Hi David, hi Jonathan. So, the season is called Young Chekhov. How are these plays different from his later works?
JK: The plays have all the vigour of a young man’s writing. Particularly in David’s versions – they have a verve and an energy and an ebullience of spirit which really are the hallmarks of a young writer.
DH: Two of these plays have romantic, young leads and they’re clearly autobiographical. A man who is irresistibly attractive to women in Platonov is quite clearly Chekhov himself (who was indeed irresistible to women). In the context of these two plays, The Seagull seems autobiographical as well – it’s about how the middle-aged trip up and do their best to destroy the work of the young.
What are the major themes of the three plays?

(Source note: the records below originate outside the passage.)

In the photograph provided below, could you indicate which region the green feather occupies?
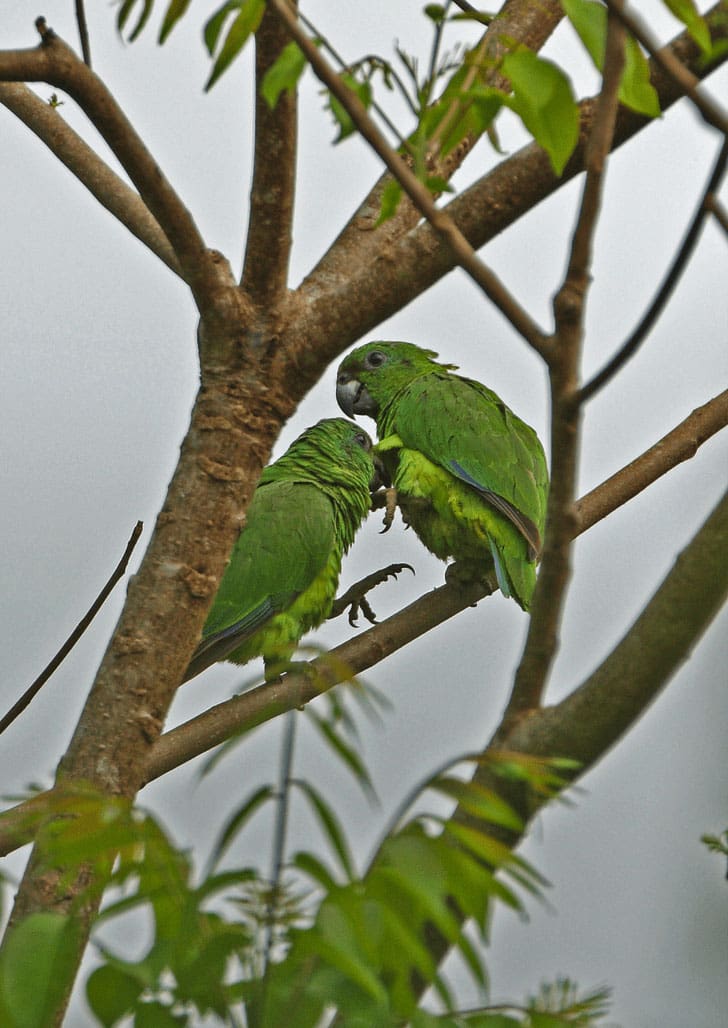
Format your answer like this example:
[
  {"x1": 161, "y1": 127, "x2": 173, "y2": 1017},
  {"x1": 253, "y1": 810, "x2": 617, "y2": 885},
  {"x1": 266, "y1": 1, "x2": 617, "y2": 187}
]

DH: The great theme is the sweep of time, the passage of time and watching your hopes get blown away. And helplessness is a big theme of all three plays. All three plays are essentially about people who can’t help themselves. Some of the most moving characters [in the trilogy] are the people for whom it’s getting to be too late. Everybody seems completely helpless in the face of time.
JK: The evaporation of youth and youth’s ideals. The erosion of what we thought we would be.
Can you tell us a bit about the visual staging?
JK: What we wanted to do was create a sort of installation. It’s elemental: there’s water, there’s wood. It’s a very happy match to come to the Olivier, which is a theatre I love. I think the rapport between the audience and the actor is second to none – it’s fantastic.
Thanks. Any final thoughts about the run?
DH: I hope the young will come. There was a fierce response from young people – particularly to Platonov – who came to see the plays in Chichester. They were surprised that so many of the things that they feel and are undergoing in their own lives, were written about by Chekhov in the 1880s. 130 years ago, someone was feeling what you’re now feeling today.